Fig. 1: Temporal and spatial signature of spread in clusters of identical SARS-CoV-2 sequences.
From: Fine-scale patterns of SARS-CoV-2 spread from identical pathogen sequences

a, Clustering of identical pathogen sequences across population groups reflects underlying disease transmission patterns at the population level and can be used to characterize spread patterns between groups.
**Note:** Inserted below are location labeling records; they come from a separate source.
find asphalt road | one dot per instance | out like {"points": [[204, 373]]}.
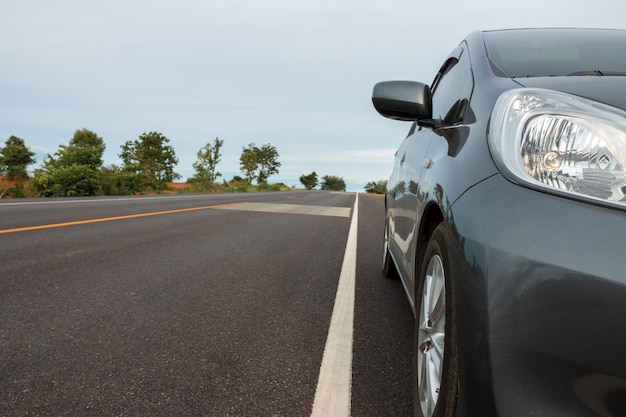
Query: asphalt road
{"points": [[193, 305]]}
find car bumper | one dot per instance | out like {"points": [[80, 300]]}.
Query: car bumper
{"points": [[541, 305]]}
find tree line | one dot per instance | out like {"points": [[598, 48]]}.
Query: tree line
{"points": [[77, 168]]}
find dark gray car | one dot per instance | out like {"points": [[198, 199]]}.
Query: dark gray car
{"points": [[506, 223]]}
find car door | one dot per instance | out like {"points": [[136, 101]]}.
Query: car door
{"points": [[451, 90]]}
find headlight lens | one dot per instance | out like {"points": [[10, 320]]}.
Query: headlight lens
{"points": [[561, 142]]}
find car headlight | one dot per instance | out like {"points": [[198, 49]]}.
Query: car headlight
{"points": [[561, 143]]}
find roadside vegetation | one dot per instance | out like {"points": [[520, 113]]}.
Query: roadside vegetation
{"points": [[148, 162]]}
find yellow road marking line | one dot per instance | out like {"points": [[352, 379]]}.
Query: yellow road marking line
{"points": [[108, 219]]}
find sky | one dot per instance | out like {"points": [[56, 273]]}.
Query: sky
{"points": [[294, 74]]}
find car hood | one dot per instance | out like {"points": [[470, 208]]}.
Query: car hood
{"points": [[609, 90]]}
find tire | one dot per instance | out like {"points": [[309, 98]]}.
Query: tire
{"points": [[388, 267], [435, 381]]}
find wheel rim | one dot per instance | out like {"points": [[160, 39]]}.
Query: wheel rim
{"points": [[431, 335]]}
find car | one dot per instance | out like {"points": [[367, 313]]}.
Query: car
{"points": [[505, 221]]}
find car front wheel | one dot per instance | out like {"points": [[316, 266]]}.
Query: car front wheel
{"points": [[435, 380]]}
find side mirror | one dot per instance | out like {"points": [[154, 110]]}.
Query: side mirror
{"points": [[403, 100]]}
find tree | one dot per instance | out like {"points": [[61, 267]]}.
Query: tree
{"points": [[309, 181], [376, 187], [208, 158], [151, 156], [14, 158], [333, 183], [267, 160], [75, 168], [259, 163]]}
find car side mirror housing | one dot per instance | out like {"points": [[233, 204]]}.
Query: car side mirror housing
{"points": [[403, 100]]}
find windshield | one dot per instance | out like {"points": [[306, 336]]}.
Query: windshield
{"points": [[556, 52]]}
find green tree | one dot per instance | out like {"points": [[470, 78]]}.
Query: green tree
{"points": [[376, 187], [75, 168], [267, 160], [208, 158], [258, 163], [151, 156], [309, 181], [333, 183], [14, 158], [248, 163]]}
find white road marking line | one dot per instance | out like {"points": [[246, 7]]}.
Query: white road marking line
{"points": [[292, 209], [334, 386]]}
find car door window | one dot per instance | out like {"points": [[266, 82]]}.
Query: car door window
{"points": [[452, 88]]}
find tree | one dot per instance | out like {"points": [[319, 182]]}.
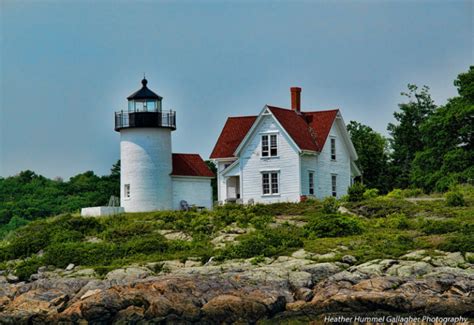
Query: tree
{"points": [[407, 135], [448, 153], [371, 148]]}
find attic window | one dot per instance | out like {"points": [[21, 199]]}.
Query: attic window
{"points": [[333, 148], [269, 145], [126, 191]]}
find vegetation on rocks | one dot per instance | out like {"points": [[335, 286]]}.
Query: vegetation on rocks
{"points": [[378, 227]]}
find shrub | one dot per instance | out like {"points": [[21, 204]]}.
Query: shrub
{"points": [[371, 193], [395, 194], [268, 242], [61, 254], [147, 245], [397, 221], [28, 267], [462, 241], [356, 192], [436, 227], [455, 199], [334, 225], [412, 192], [330, 205]]}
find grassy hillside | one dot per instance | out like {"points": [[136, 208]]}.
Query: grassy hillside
{"points": [[376, 227]]}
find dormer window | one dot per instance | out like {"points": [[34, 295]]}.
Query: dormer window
{"points": [[269, 145], [333, 148]]}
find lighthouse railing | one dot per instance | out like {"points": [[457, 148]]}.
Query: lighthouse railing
{"points": [[125, 119]]}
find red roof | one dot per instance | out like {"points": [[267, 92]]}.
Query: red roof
{"points": [[190, 164], [309, 130], [232, 134]]}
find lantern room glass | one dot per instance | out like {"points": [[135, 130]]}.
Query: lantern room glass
{"points": [[145, 105]]}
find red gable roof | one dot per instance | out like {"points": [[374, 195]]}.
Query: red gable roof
{"points": [[232, 134], [309, 130], [189, 164]]}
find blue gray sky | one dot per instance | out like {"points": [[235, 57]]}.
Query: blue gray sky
{"points": [[66, 66]]}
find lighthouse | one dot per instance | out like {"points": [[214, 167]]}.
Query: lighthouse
{"points": [[152, 177], [145, 152]]}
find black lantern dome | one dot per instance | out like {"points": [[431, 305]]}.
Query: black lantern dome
{"points": [[144, 110], [144, 93]]}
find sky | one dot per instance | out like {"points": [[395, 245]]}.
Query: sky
{"points": [[66, 66]]}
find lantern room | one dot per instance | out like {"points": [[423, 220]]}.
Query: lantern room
{"points": [[144, 100]]}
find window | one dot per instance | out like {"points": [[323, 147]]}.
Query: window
{"points": [[270, 183], [269, 145], [311, 183], [334, 185], [333, 149], [126, 191]]}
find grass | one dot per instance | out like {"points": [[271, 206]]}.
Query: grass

Each colour represents a different cluster of identical sequences. b, Probability for two individuals separated by a fixed number of transmission generations of being infected by viruses at a given genetic distance assuming a Poisson process for the occurrence of substitutions (at a rate μ = 8.98 × 10−2 substitutions per day) and gamma-distributed generation time (mean, 5.9 days; s.d., 4.8 days). c, Size distribution of clusters of identical sequences in the WA dataset. Clusters of size 1 correspond to singletons and are therefore not included in the RR computations. d, Spatiotemporal dynamics of sequence collection in two large clusters of identical sequences. The black diamonds indicate the ___location of Seattle, the largest city in WA. e, Radius of clusters of identical sequences (red line) and probability for all sequences within a cluster of identical sequences of remaining in the same spatial units (black lines) as a function of time since first sequence collection. In e, the cluster radius is computed as the mean spatial expansion of clusters of identical sequences. f, Definition of the RR of observing pairs of sequences in two subgroups as a measure of enrichment. g, RR of observing pairs of sequences within the same county as a function of the genetic distance separating them. The grey points correspond to values for individual counties. The orange triangles correspond to the median across counties. For a, d and f, maps were generated using shapefiles from the US Census Bureau44.